Please include your name, city and state. Names and addresses will be withheld from publication upon request. The editor reserves the right to to edit for content, style and length.
In the early 1970s, my parents bought a laundromat in a small town in Montana. At one point, dimes were the only coins the machines needed to wash or dry (long before my parents owned this property). There were two coin changers left on the wall. One would change a quarter into two dimes and a nickel; the other would change a half dollar into five dimes.
By the time my parents took over, the machines weren’t being used, and both the change and any money received were long gone. After the first year or so, my father decided to take them down, and to our surprise after taking down the half dollar machine, we found three Franklin half dollars that had missed the coin catcher and had been sitting in the bottom of the machine for many years. Although their value isn’t anything special, it has allowed me to share this story for over 40 years. I think I’ll keep these coins.

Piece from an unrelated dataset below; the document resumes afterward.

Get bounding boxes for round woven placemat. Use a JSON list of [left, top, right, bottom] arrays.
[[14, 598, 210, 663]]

I have shared this story through the years with other coin collectors, coaches, bus drivers and anyone else who’ll listen. While on a trip a few years back, our bus driver shared a great story with me I thought I might share. He was at an auction where there was an old scale that didn’t work anymore, the type you put a penny in and it gives you your weight and a fortune; you might see one of these in a public restroom or a barber shop. As the story goes, while he and others were bidding on this scale, the auctioneer shared that was extremely heavy and whoever won the bid would need help moving it. Well, our bus driver won the bid, and sure enough he wasn’t able to lift it, let alone move it very easily. He found a few others and got it loaded in his truck and to his home. Hoping it would be an easy fix, he took the back off the scale and quickly found the reason it wasn’t working and why it was so heavy. It was overstuffed with pennies. Every penny in there was a wheat back, and the value of his find was a bit more then he paid for the scale. Once all the pennies were removed, the scale worked just fine.

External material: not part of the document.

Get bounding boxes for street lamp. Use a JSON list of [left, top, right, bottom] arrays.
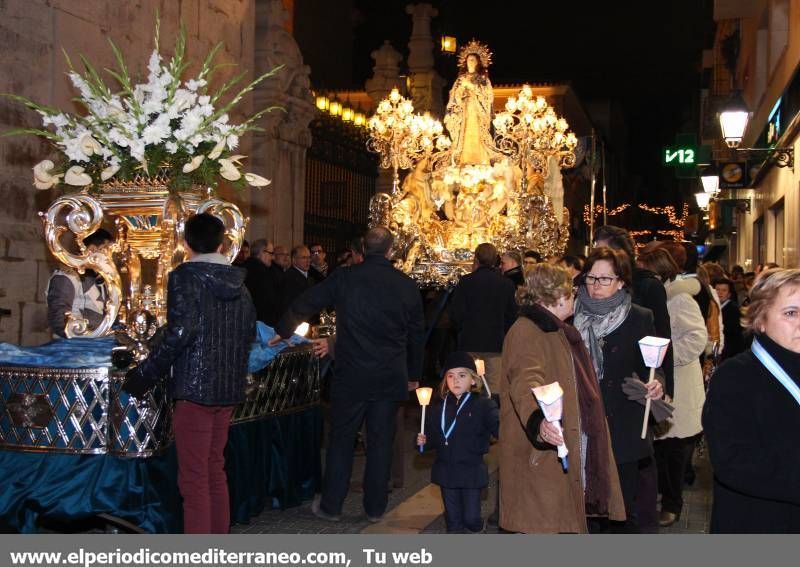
[[329, 98, 342, 117], [315, 93, 330, 111], [716, 91, 794, 169], [694, 191, 711, 210], [700, 164, 720, 194], [441, 35, 457, 54], [718, 91, 750, 149]]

I have been collecting coins since the age of 9, and I have enjoyed the hunt for over 10 years and never plan to stop. I will be writing about three finds I have made over the last several months.

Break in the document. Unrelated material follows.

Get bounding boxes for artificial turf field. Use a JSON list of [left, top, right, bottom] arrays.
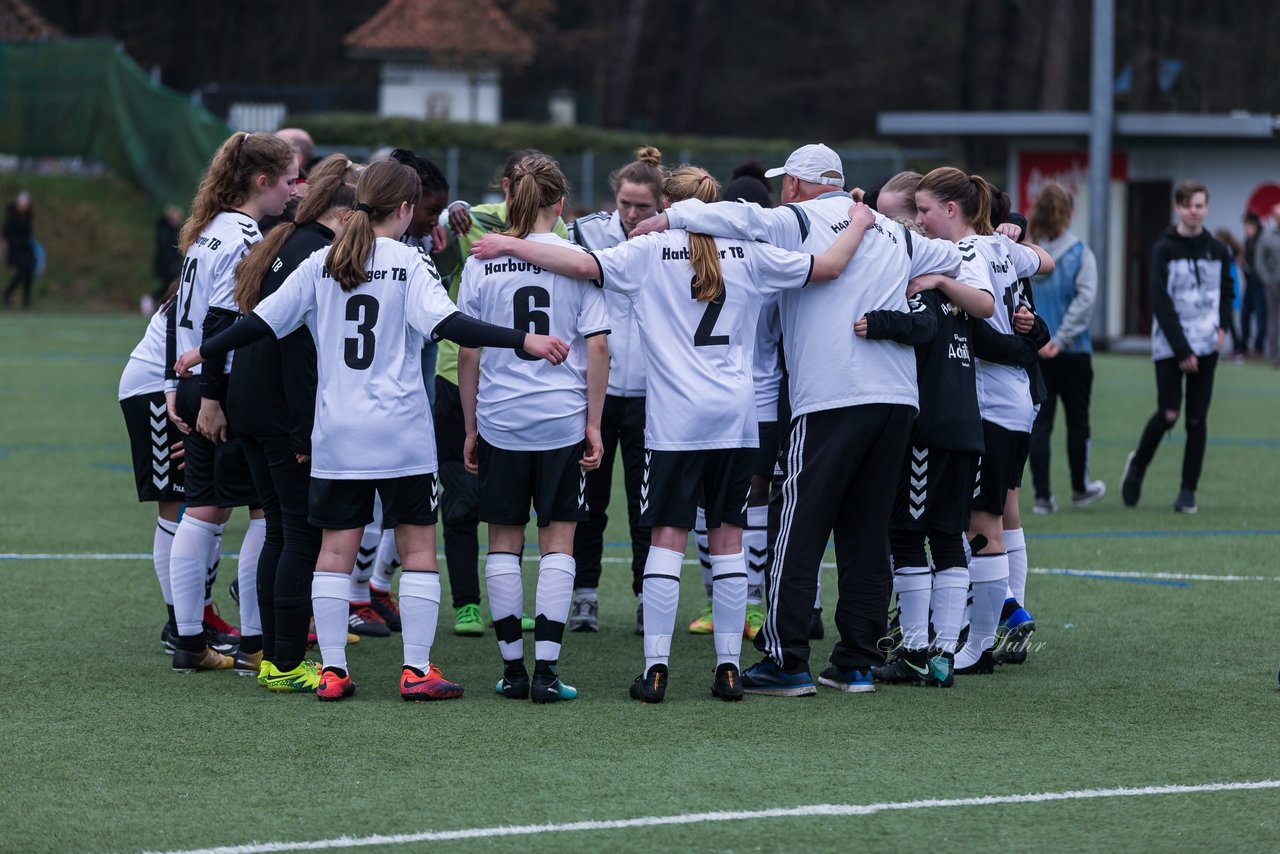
[[2, 311, 1279, 853]]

My first find was in a jug of pennies given to me by my grandmother. She started filling it up in the 1980s, so there were many BU ’80s and ’90s pennies along with a 1984-P penny with a large cud spot on the pillars of the Lincoln Memorial.
When cashing in the undesired pennies from the jug at my local bank, I came across my second find. A 1980s penny that is about 50 percent off-centered was left on top of the coin-counting machine. The penny is in uncirculated condition with nice mint luster.
My last find was in a roll of Kennedy half dollars purchased at another local bank for face value. When I opened the roll in my car, I found seven 40 percent silver Kennedy half dollars all in about uncirculated condition.
Coin roll hunting is always a great delight, especially when you find something good.
I decided to go back to my roots of the 1960s and collect older Jefferson nickels from my change and bank rolls. I chose this series because I figured I might have a chance of completing it. I purchased the first blue Whitman folder, 1938-1961, and started to hunt.
In about one-and-a-half years, I have filled over half (33 of the 65 spaces) of the album, including a BU 1950-D, but only one war nickel.
In my searching, I have also found three or four Buffalo nickels, including a 1916 in very good condition.
This endeavor has been a lot of fun and gotten my juices flowing about coin collecting again.
Little Compton, R.I.
I went through $200 worth of pennies in January. I found 38 wheaties, one 1903 Indian Head penny, two 1920s, one 1919, one 1929 and the others were in the 1930s, 1940s and 1950s.
I found 49 Canadian cents, one 1932 and one 1952, the old man ones. Good old Canada. The others were common Canadian pennies.
I found 49 new pennies from the 1960s, 1970s and 1980s. I put these in old pill containers. If they are real good, I put them in plastic single holders.
I kept all “S” pennies that I found, 51 of them. There was one 1947-S, one 1953-S and the others were 1960s and 1970s.
I found two foreign coins, a 1967 Panama cent and a 1971 Bermuda penny.
I got three dimes in these pennies, too.
I love going through pennies. Your fingers sure do get dirty. I hope I’m not boring people with these finds, but we have to keep the article “Coin Finds” going. It makes me feel good to read about other coin collectors’ finds.
Well, I just went through my first bag for February and found 11 wheaties, seven Canadian, three new and nine “S” pennies.
I’m going back to get some more.
Happy hunting to all coin collectors.